When considering the changes, we wanted to reduce as far as possible the burden on NHS trusts, postgraduate deans and individual hospitals. We thus announced the changes in March so that we could give people as much time as possible to plan for their effect before the next round of appointments to posts started in August. I recognise that we did not provide full details of the changes before they came into effect, but we took steps to ensure that all relevant stakeholders were consulted on, and informed about, the general intention of the changes. Officials from the Department of Health and the Home Office outlined the proposed changes at a NHS work force planning meeting in January, which was held well in advance of the changes coming into effect in April. Since then, officials have had several meetings and discussions with stakeholders, so I do not accept the allegation that we did not consult adequately on the change.

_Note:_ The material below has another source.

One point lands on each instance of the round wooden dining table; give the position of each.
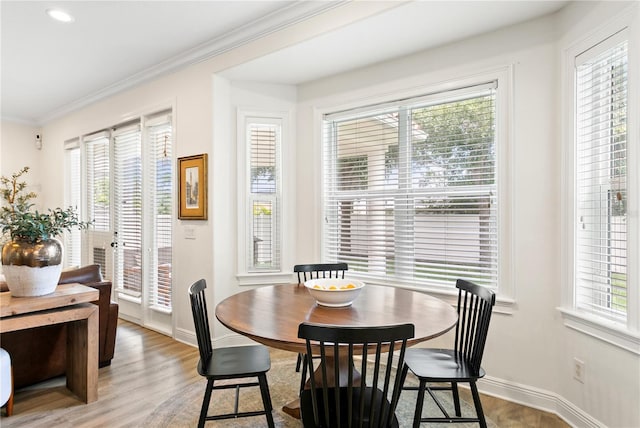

There have been some regrettable reports in the media regarding the change, such as suggestions that all overseas doctors and dentists training in the UK will be asked to leave before they complete their training. Those with leave granted under the previous rules still have that leave and are subject to the same conditions as they were before the changes were made. That means that they can complete ongoing posts and take new posts within the period for which they have leave. We have also put in place transitional arrangements to allow certain doctors and dentists who are in the middle of training programmes or training posts to switch into the work permit system without requiring employers to advertise the job and demonstrate that they cannot find a UK or EEA national to fill the post.

As well as making transitional arrangements for those already in training, we have retained some provisions for overseas doctors and dentists in the future. If people have chosen to study medicine or dentistry in the UK and completed their degree here, we have made provision for them to stay on in the UK to undertake the next stage of their training.

The changes are not the end of the road. They are a step on the way to a more coherent and consistent migration system and a response to the success of our programmes for recruiting and training UK doctors.

The motion having been made at Seven o'clock, and the debate having continued for half an hour, Madam Deputy Speaker adjourned the House without Question put, pursuant to the Standing Order.

Adjourned at half-past Seven o'clock.